FSI OneVoice: Advisory Industry Needs Numbers, Clout as Lawmakers Mull Fiduciary Definition

ORLANDO, Fla. – Amid record attendance and formidable growth in its membership ranks, the leaders of the Financial Services Institute insisted that ensuring the organization’s potency as lawmakers define a fiduciary standard for the industry is chief among their strategies and challenges for the coming year.

“We’re marshalling the resources that we have, that our friends and competitors in those other business models don’t have,” said Dale Brown, CEO of FSI, who opened FSI's annual OneVoice broker-dealer conference in Orlando, Fla. earier this week. “Wall Street – their trade organizations have almost a hundred years of experience and tons of money – but they can’t mobilize thousands of advisors. We can do that,” he added.

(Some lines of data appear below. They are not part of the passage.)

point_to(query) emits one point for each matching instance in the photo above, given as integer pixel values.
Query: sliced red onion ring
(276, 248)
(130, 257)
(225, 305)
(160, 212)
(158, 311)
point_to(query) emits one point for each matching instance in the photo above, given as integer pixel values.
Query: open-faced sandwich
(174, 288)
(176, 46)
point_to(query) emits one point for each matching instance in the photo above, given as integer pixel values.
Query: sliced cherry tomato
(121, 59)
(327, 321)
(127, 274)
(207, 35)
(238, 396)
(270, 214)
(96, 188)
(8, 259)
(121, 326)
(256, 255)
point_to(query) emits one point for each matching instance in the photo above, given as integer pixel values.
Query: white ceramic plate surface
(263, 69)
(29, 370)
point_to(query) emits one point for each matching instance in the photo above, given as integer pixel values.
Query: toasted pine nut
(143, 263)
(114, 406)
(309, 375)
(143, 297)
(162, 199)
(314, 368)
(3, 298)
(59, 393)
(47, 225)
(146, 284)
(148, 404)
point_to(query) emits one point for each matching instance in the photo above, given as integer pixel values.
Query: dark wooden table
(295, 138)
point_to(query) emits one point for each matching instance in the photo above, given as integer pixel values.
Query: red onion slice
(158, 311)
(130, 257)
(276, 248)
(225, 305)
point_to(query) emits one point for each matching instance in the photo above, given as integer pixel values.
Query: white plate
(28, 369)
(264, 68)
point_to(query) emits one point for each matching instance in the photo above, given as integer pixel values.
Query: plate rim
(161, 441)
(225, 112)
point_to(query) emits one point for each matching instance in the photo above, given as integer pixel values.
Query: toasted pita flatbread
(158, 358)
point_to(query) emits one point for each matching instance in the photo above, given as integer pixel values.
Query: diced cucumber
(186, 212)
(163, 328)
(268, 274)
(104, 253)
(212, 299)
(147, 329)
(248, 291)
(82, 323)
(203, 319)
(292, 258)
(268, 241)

FSI has more than doubled its ranks in the past year, growing to 34,000 members. Expecting attrition because much of the growth was due to membership dues subsidized by about 40 large firms, FSI hopes to have 40,000 members and a $7 million to $7.5 million operating budget by 2015. Spending is set at $5 million for this year.

“What matters in Washington, D.C., is numbers,” said Joe Russo, FSI’s chairman and the first advisor to head the organization. He is chairman of Longwood, Fla.-based Advantage Financial Group.

Keith Kelly, FSI’s executive vice president, added that the organization has “intentionally fused advocacy and membership together.”

Many advisors have fretted publicly that, if lawmakers impose a fiduciary standard on all wealth managers, even the smallest clients seeking simple guidance on opening an IRA would face a huge increase in fees, driving away that business and leaving those clients to fend for themselves.

“The economics do not work when you add heavy regulatory burdens” for servicing smaller clients, Russo said.

“Advisors are seeing for the first time the dangers that are coming out of D.C. and the states. … It would disenfranchise the very people they are trying to protect,” he added.

FSI officials crow that, at their prompting, 5,000 advisors wrote to the White House to urge restraint in addressing the fiduciary issue, and that 260 meetings were held in a single day on Capitol Hill and elsewhere in Washington to discuss the matter.

A heavy regulatory burden would disrupt the advisor business model, Brown argued. “The core of the business model is you have an advisor who is client-focused, is not an employee beholden to any corporate parent, is a business owner, an entrepreneur, a professional in their community in partnership with an independent financial services firm,” he said.